Jinty brought with her “Pam of Pond Hill” (with an entirely new story that had no proper introductions to the characters – Tammy readers were left to pick things up), the continuation of “The Bow Street Runner”, and the amalgamation of Snoopa into the Edie & Miss T strip to become “Crayzees”. They move into a new house to celebrate, but Edie dislikes Snoopa from the start and is chagrined when Miss T’s cat falls in love with him. Phil Townsend made his transition to Tammy with “The Bow Street Runner” and became a regular contributor. Trini Tinturé made no contributions to Tammy, except for one complete story, “When the Wild Geese Call…”. Later, Tammy & Jinty readers would see a repeat of Jinty‘s “The Human Zoo”, possibly due to Pam’s Poll in 1980. The merger would also run “Little Sisters”, which was possibly originally written for Jinty because it appeared in a Jinty annual. Tansy of Jubilee Street would return in “Old Friends”, a slot she shared with Bessie Bunter, Molly and Wee Sue until the merger gave way to the new look Tammy on 17 July 1982. Gypsy Rose would return in the spooky storyteller slot that she shared with The Storyteller. The merger also carried on Jinty‘s ribbon-cutting logo that she had used to open new stories. And of course no merger is no complete without a competition to celebrate (though some readers may not have), and the first prize is a 7-day trip to the US.

In regard to Tammy, she had dropped the Misty logo shortly before the merger. But one suspects that the Misty influence continued, as the merger ran “Monster Tales”, which told stories of monsters that included a man-eating plant, a gargoyle, a (helpful) fire monster, a doll that reflected the evil nature of its owner, and a man turned into a monstrous dog as a punishment for his cruelty to dogs. Such a thing could only come from Misty; perhaps this was originally written for Misty and appeared in the Tammy & Jinty merger because the space had opened for it.

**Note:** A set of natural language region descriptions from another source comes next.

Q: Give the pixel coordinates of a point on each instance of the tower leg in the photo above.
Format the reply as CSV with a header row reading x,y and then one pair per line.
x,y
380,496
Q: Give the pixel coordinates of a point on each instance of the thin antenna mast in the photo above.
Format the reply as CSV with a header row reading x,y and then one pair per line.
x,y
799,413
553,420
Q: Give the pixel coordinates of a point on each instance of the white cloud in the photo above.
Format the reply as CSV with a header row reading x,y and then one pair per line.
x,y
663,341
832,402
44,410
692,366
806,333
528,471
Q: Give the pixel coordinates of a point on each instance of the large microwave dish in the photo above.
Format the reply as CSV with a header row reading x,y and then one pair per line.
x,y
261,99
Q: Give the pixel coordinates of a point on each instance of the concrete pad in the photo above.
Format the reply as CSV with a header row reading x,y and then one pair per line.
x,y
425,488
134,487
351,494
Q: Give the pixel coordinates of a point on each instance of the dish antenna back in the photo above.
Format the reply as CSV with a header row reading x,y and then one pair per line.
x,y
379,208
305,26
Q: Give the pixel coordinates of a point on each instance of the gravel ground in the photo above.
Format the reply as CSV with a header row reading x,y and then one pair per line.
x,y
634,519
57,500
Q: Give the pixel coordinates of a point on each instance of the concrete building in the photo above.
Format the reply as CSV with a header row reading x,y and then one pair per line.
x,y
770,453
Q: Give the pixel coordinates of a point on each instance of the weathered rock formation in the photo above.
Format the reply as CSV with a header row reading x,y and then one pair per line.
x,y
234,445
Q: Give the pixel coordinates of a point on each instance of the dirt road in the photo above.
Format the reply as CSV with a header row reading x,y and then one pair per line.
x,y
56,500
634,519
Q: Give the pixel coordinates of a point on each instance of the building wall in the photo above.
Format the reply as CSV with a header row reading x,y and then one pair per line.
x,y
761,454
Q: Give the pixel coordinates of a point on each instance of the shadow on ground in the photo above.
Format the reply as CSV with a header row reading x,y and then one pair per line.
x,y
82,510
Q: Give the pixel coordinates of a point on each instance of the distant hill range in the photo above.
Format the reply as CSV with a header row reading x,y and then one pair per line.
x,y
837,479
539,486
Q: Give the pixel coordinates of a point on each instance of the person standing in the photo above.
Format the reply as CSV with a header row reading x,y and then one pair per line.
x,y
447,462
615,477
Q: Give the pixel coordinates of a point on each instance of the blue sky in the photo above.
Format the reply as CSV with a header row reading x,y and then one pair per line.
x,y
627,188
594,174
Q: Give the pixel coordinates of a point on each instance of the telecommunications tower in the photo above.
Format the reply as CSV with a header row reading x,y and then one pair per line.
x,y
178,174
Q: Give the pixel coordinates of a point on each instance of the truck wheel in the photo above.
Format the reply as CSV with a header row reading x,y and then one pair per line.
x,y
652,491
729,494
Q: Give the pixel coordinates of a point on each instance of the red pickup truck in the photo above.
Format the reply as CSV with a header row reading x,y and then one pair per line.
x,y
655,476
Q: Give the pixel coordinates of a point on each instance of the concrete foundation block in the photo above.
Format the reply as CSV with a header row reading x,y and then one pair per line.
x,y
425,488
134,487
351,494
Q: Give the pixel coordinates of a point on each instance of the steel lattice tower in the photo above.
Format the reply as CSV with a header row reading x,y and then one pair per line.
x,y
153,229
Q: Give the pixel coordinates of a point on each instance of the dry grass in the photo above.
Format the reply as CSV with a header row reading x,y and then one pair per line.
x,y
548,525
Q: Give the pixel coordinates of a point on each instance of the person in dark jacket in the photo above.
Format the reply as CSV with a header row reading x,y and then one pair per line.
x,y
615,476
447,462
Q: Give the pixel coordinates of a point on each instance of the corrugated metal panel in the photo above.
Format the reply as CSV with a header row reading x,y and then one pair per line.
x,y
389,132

The merger also saw changes in the art teams. Phil Townsend was now a regular and Maria Barrera’s artwork appeared more frequently, starting with “The Shadow of Sherry Brown”. But other Tammy art veterans were on their way out. Giorgio Giorgetti, an artist who had been with Tammy from her early days, made his Tammy swansong with “Jump, Jump, Julia”. Douglas Perry, who had been on the Tammy team since year one, would become sporadic, with Molly Mills in “Old Friends” and some complete stories, before disappearing from Tammy later in 1982. Presumably this was when Perry moved to DCT. Diane Gabbot, who had been a regular Tammy artist since 1976, drew her last Tammy serial, “Rosie at the Royalty”, just before the merger. She would only return to draw the spot illustrations for “Into the Fourth at Trebizon” adaptation in 1983.